HOWARD, Circuit Judge.

This is an appeal from the entry of a preliminary injunction against Nancy Vega-Ramos, the executive director of the Administración de Servicios de Salud de Puerto Rico (ASES), the entity responsible for administering the Commonwealth of Puerto Rico's Medicaid program. The injunction requires ASES to permit health insurance provider First Medical Health Plan, Inc. (First Medical) to participate in Medicare Platino, an ASES-run program designed to extend full prescription drug coverage to Puerto Rico residents eligible for Medicare and Medicaid. Vega also appeals the denial of her motion to dismiss First Medical's complaint for failure to state a claim under Fed.R.Civ.P. 12(b)(6). We vacate the injunction and remand for dismissal of the complaint.

I.

Enacted in 1965, Medicare is a federally run health insurance program benefitting primarily those who are 65 years of age and older. Before the recent extension of Medicare to cover a portion of prescription drug costs, Medicare covered only inpatient care through Part A and outpatient care through Part B. Parts A and B are fee-for-service insurance programs operated by the federal government. 42 U.S.C. § 1395c et seq. (Part A); 42 U.S.C. § 1395j et seq. (Part B). In 1997, Congress enacted Medicare Part C to allow Medicare beneficiaries to opt out of traditional fee-for-service coverage under Parts A and B. 42 U.S.C. § 1395w-21 et seq. (Part C). Under Part C, beneficiaries can, inter alia, enroll in "Medicare Advantage" plans, privately-run managed care plans that provide coverage for both inpatient and outpatient services.1 Id. § 1395w-22(a)(1).
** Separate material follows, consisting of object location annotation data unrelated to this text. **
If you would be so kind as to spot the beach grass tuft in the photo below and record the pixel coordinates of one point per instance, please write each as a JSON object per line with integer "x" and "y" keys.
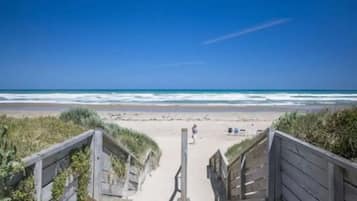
{"x": 31, "y": 135}
{"x": 335, "y": 131}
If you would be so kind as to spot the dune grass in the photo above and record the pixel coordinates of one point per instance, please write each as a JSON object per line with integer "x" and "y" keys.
{"x": 237, "y": 149}
{"x": 138, "y": 143}
{"x": 31, "y": 135}
{"x": 335, "y": 131}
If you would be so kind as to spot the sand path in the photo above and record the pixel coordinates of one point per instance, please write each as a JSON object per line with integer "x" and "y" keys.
{"x": 160, "y": 185}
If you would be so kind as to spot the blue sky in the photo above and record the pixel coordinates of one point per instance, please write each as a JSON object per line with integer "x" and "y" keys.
{"x": 251, "y": 44}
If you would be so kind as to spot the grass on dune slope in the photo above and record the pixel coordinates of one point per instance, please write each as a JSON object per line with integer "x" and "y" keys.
{"x": 136, "y": 142}
{"x": 31, "y": 135}
{"x": 335, "y": 131}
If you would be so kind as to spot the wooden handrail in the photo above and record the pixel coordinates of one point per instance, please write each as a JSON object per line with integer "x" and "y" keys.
{"x": 342, "y": 162}
{"x": 256, "y": 141}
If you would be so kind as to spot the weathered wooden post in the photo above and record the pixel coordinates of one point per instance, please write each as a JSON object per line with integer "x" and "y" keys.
{"x": 97, "y": 164}
{"x": 183, "y": 165}
{"x": 127, "y": 168}
{"x": 274, "y": 173}
{"x": 37, "y": 173}
{"x": 335, "y": 182}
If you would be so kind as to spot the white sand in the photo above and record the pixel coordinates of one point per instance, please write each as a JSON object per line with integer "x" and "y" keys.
{"x": 165, "y": 129}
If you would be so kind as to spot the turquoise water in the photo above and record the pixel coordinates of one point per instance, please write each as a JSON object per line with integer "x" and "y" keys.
{"x": 156, "y": 96}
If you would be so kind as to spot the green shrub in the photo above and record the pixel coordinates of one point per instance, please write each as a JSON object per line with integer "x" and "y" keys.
{"x": 10, "y": 163}
{"x": 134, "y": 141}
{"x": 82, "y": 116}
{"x": 43, "y": 132}
{"x": 80, "y": 167}
{"x": 25, "y": 190}
{"x": 118, "y": 166}
{"x": 334, "y": 131}
{"x": 59, "y": 184}
{"x": 237, "y": 149}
Medicare beneficiaries who are indigent are referred to as "dual eligible" beneficiaries, meaning that they also qualify for Medicaid assistance. Id. § 1396u-5(c)(6)(A). Each state administers a Medicaid program (with substantial federal funding) to provide medical coverage to its economically disadvantaged population. See id. § 1396a et seq. Dual eligible beneficiaries receive Medicaid coverage for health services not covered by Medicare and receive Medicaid funds to pay premiums and copayments that they incur for Medicare-covered services. See Omnibus Budget Reconciliation Act of 1986, Pub L. No. 99-509, § 9403 (1986) (codified in scattered sections of 42 U.S.C.).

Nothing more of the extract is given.